Tamburlaine speaks like one of the young Elizabethans—
“That in conceit bear empires on
our spears,
Affecting thoughts co-equal with the clouds.”
Marlowe voices the new sense of worth of enfranchised man:—
“Thinkest thou heaven glorious thing?
I tell thee, ’tis not half so fair
as thou,
Or any man that breathes on earth.
*
* * * *
’Twas made for man, therefore is
man more excellent."[17]
Marlowe’s faults are the faults of youth and of his time. Exaggeration and lack of restraint are shown in almost all his work. In Tamburlaine, written when he was twenty-two, he is often bombastic. He has hardly any sense of humor.
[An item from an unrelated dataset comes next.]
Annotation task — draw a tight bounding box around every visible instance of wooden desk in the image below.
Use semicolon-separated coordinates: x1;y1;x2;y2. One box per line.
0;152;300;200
He does not draw fine distinctions between his characters.
On the other hand, using the words of Tamburlaine, we may say of all his dramatic contemporaries, excepting Shakespeare—
“If all the heavenly quintessence
they still
From their immortal flowers of poesy,”
were gathered into one vial, it could not surpass the odor from patches of flowers in Marlowe’s garden.
These seven lines represent better than pages of description the aspiring spirit of the new Elizabethan Renaissance.
“Our souls whose faculties can comprehend
The wondrous architecture of the world,
And measure every wandering planet’s
course
Still climbing after knowledge infinite,
And always moving as the restless spheres,
Will us to wear ourselves and never rest
Until we reach the ripest fruit of all."[18]
WILLIAM SHAKESPEARE, 1564-1616
[Illustration: WILLIAM SHAKESPEARE. From the Chandos portrait in the National Portrait Gallery.]
Birthplace and Parents.—William Shakespeare, the greatest of the world’s writers, was born in Stratford-on-Avon, Warwickshire. The name originally meant one skilled in wielding a spear. The first William Shakespeare of whom mention is made in the records was hanged for robbery near Stratford; but it is only fair to state that in those days hanging was inflicted for stealing even a sheep.